Of course Trump himself has been known to post the occasional porkie – more than 2,000 in his first year of office, according to The Washington Post.  Some are trivial – for example his proclamation that the crowd at his inauguration was the largest ever; others less so, such as his continued claims about Obama’s birthplace, or the   allegations about rigged elections and voter fraud.  

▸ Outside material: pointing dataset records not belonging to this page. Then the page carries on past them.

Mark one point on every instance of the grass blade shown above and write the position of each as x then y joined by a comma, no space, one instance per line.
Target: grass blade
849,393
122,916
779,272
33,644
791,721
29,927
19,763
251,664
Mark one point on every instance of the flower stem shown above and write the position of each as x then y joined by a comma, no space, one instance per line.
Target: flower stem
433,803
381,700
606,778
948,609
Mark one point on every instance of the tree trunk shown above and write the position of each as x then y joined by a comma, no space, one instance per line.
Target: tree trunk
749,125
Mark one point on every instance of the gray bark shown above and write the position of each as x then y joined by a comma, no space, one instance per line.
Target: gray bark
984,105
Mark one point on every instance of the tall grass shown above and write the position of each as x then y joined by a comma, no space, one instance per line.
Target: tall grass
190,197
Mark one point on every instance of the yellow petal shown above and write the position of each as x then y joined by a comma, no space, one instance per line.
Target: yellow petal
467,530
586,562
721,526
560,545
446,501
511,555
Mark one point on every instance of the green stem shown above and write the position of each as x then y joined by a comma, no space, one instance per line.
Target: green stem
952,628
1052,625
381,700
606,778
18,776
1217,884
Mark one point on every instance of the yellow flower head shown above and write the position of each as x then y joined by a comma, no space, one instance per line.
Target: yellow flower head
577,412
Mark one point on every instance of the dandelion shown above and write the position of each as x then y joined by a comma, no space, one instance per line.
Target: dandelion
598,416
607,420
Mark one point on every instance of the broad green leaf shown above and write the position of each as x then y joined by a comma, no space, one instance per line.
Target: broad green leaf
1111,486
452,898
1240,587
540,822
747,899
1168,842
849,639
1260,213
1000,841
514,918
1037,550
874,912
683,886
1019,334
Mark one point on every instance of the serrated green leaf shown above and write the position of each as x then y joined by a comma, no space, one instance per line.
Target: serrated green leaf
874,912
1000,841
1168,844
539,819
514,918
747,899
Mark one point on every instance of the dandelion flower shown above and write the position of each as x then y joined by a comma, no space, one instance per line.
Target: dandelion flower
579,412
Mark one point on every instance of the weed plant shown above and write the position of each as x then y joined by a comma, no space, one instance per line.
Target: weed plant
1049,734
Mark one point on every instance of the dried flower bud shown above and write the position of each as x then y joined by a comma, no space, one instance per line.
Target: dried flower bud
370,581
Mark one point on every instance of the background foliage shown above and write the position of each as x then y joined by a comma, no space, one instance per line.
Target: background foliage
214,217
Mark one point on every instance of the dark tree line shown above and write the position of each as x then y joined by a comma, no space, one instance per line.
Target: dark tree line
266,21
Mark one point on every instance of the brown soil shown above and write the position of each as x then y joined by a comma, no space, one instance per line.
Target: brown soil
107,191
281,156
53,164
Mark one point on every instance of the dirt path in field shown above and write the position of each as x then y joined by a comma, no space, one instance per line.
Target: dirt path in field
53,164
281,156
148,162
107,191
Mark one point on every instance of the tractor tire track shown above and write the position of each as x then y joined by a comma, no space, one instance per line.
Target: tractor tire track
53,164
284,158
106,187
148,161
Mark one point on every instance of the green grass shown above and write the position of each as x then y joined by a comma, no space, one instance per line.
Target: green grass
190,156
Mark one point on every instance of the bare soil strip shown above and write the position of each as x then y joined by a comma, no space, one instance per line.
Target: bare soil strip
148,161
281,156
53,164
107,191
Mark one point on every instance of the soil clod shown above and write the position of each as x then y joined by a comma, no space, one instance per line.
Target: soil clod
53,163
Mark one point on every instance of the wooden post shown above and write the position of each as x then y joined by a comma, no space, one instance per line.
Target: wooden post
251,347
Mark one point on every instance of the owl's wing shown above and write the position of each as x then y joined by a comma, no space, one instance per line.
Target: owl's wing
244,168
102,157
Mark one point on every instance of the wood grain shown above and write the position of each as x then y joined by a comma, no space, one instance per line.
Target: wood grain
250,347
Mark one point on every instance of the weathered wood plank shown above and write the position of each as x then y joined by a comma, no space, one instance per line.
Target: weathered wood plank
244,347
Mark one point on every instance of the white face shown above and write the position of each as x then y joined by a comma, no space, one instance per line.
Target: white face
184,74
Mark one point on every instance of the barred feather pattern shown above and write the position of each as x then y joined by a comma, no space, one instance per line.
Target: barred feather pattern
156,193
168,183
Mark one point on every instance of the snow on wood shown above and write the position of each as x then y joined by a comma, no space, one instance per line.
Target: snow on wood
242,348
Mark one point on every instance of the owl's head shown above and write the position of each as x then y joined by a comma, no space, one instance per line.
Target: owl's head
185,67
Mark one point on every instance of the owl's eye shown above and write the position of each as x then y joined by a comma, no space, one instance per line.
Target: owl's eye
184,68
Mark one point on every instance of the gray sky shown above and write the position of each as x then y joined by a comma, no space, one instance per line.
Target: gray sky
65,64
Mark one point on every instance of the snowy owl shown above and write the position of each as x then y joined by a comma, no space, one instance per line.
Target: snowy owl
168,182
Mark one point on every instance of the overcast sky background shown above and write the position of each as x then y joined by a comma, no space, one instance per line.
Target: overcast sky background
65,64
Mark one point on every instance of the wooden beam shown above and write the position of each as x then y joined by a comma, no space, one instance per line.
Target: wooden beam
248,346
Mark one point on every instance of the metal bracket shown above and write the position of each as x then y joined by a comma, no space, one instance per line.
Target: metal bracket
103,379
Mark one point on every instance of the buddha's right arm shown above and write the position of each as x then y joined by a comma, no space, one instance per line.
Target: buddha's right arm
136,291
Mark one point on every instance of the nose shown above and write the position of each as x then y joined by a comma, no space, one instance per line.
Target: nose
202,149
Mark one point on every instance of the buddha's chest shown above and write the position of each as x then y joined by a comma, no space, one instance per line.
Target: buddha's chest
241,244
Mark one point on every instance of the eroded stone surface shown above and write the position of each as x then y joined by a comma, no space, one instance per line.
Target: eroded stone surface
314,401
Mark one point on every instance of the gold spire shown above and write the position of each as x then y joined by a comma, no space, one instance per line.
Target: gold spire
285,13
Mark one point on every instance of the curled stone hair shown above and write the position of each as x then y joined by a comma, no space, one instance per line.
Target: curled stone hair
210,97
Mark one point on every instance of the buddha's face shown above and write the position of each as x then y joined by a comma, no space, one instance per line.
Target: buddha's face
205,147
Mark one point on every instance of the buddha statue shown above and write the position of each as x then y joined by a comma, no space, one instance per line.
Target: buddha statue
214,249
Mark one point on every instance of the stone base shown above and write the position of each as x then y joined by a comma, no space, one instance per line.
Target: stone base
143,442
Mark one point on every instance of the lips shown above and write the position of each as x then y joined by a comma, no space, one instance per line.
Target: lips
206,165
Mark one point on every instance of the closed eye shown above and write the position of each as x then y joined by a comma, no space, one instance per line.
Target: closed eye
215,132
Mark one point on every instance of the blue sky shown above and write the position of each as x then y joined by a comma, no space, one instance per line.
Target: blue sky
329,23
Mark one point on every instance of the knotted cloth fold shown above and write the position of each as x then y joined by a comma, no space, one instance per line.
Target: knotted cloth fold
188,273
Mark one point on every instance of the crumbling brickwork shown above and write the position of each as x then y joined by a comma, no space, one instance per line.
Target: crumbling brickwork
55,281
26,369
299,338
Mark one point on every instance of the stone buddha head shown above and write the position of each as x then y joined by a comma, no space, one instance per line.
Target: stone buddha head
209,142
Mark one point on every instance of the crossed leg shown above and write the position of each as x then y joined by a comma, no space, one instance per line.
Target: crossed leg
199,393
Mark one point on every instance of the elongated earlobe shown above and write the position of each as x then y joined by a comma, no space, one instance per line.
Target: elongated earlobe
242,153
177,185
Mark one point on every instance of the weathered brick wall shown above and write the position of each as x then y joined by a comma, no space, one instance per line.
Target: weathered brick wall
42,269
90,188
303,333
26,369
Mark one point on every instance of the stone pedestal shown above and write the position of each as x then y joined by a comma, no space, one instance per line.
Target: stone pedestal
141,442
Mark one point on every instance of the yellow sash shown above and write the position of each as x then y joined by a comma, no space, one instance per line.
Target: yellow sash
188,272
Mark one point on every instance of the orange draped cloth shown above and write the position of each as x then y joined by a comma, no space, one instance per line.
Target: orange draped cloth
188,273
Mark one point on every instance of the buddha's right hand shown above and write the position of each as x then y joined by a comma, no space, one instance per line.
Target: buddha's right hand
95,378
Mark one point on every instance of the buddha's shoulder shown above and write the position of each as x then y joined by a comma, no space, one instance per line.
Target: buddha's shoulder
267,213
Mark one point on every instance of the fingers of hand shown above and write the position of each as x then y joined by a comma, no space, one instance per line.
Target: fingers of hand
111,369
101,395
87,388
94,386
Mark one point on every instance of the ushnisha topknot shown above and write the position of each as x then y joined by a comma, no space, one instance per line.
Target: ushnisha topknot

Some of the stories in the fake news awards are simply untrue; but Trump’s use of the phrase goes far beyond this.  His overall condemnation not just of individual stories but of most (if not all) the institutions of the major mainstream news media suggests that for Trump, there are simply competing realities.  This was hinted at early on in his presidency when Kellyanne Conway referred to ‘alternative facts’, and said Donald Trump ‘doesn’t think he’s lying.’    But, and this is the real problem, there are millions of other Americans out there who subscribe to the same competing reality – and for whom there is no amount of evidence-based correction that can undermine what the Trumpster says.  Of course the problem isn’t restricted to the US – although the Guardian reported recently that trust in social media is eroding, there are still many for whom a shared post on Facebook automatically gets stored in the true and trusted file.  And this creates huge opportunities for organisations like Cambridge  Analytica – not to mention Putin’s elves:  more about that next time.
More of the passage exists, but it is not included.